Pearson correlation? Cost cuts deflect attention from CEO remuneration

I am kicking myself over my stupidity.  I should have anticipated Pearson’s CEO would find a bone to offer to shareholders over a contentious AGM which was voting, amongst other things, on the decision to award the CEO a +20% pay rise to a cool £1.5m for last year despite having to abandon profit guidance for FY18 and the commitment to maintain the dividend.  Having successfully traded the stock earlier in the year I was happy to sit on the side-lines and watch the show and shrug my shoulders at just another example of corporate governance in action.

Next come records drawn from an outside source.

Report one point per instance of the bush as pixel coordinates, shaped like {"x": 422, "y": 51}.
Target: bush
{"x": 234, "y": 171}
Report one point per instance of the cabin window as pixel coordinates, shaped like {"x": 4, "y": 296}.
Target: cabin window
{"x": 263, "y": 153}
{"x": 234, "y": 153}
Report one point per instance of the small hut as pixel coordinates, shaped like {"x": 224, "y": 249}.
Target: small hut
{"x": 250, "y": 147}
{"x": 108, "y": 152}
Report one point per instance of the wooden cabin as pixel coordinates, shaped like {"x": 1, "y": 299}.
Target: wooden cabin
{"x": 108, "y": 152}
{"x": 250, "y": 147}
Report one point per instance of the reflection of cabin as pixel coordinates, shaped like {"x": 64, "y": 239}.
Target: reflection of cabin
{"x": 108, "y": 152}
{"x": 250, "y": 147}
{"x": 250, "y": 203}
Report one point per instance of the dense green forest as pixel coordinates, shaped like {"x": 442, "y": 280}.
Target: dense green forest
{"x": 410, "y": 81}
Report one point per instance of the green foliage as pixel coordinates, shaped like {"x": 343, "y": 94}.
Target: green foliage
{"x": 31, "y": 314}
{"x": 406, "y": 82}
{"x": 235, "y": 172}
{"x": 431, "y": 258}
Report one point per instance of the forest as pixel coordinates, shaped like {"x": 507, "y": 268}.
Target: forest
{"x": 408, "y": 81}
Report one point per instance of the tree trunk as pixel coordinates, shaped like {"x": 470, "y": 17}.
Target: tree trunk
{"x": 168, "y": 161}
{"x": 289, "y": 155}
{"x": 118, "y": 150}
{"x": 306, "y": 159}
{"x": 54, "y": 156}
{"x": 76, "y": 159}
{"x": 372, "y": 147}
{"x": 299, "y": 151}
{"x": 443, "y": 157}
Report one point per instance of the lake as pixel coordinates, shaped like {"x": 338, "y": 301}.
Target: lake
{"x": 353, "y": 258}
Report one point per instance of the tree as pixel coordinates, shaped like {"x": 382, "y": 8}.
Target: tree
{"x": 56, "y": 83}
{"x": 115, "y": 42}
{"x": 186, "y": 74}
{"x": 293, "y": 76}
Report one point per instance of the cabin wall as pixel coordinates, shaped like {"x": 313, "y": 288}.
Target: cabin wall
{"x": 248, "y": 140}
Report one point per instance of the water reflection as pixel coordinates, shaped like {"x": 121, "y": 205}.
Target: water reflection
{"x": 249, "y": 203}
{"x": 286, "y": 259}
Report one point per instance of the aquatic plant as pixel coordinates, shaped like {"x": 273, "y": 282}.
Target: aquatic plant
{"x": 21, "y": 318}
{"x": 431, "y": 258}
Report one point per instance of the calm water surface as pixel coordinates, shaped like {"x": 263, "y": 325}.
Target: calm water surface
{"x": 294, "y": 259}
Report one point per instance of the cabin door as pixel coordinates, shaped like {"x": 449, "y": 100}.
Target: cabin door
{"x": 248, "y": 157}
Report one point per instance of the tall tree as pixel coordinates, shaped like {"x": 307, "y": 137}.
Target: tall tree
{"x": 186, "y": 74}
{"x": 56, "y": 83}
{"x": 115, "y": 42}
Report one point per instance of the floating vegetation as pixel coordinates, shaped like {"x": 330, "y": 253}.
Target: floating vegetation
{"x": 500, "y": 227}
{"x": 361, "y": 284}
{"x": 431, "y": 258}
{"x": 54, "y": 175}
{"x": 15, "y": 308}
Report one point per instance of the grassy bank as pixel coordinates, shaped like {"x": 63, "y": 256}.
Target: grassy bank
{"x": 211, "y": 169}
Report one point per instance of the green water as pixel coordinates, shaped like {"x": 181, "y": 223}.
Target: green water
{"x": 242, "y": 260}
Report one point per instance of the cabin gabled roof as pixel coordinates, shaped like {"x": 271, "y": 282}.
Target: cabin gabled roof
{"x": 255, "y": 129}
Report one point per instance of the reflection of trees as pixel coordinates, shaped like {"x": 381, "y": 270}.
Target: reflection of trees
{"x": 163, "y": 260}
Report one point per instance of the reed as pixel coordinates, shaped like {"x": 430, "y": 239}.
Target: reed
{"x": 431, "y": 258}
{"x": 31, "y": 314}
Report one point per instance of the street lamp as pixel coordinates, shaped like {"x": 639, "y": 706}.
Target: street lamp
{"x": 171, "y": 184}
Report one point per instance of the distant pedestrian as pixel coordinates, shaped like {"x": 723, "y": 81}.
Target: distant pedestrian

What I should have done was to anticipate how the embattled CEO would try to preempt a contentious vote on the remuneration report in the upcoming AGM, that also happened to coincide with the group’s Q1 trading statement, which given the mid to second half weighting of trading in educational publishing are usually of little relevance to the full year trading outlook.  Having already announced cost savings and the divestment of all non-core assets (FT and stakes in the Economist and Penguin Random House) and anything else not nailed down, including the dividend, there didn’t seem much room for manoeuvre and that one might be facing a long haul to see if all the previous digital investment programmes would ever manage to revive organic revenue growth again.

While cutting costs isn’t going to solve a revenue growth problem, it will help to raise profit expectations when accompanied by the narrative that these represented a net cost reduction that would not be conveniently reinvested back into the cost base and that it was not in reaction to a reduction in future revenue growth expectations. In effect, what was being communicated was that whatever you were forecasting for profits, the cost savings would represent an incremental increase on these. With the planned cost savings set at £300m pa from the end of 2019, the NPV of this is equivalent to a profit uplift of around +30% and perhaps explaining the approx +15% initial bounce in the share price.

There was however a slight problem. While saying that these cost reductions were not in response to a lowered sales expectation, the group has not shared with markets its medium term revenue forecasts, merely reiterating its existing EBITA guidance range for FY17 (of £570-630m vs FY16’s £630m). Noticeable by its absence was any attempt to reconnect with the previously abandoned FY18 EBITA target of >£800m which in effect means investors revised expectations for 2020 are not actually anchored on much, which perhaps explains the fading share price by market’s close.

As for the AGM, the £300m of incremental cost savings came too late to save the (non-binding) vote on approving the annual remuneration report which was voted down by a hefty 61% of votes cast.  The positive share price reaction to the cost plan however will have helped to deflect what would have been narrative and buy the embattled CEO some more time, albeit there may not be too much left without some hard evidence that sales growth is being restored.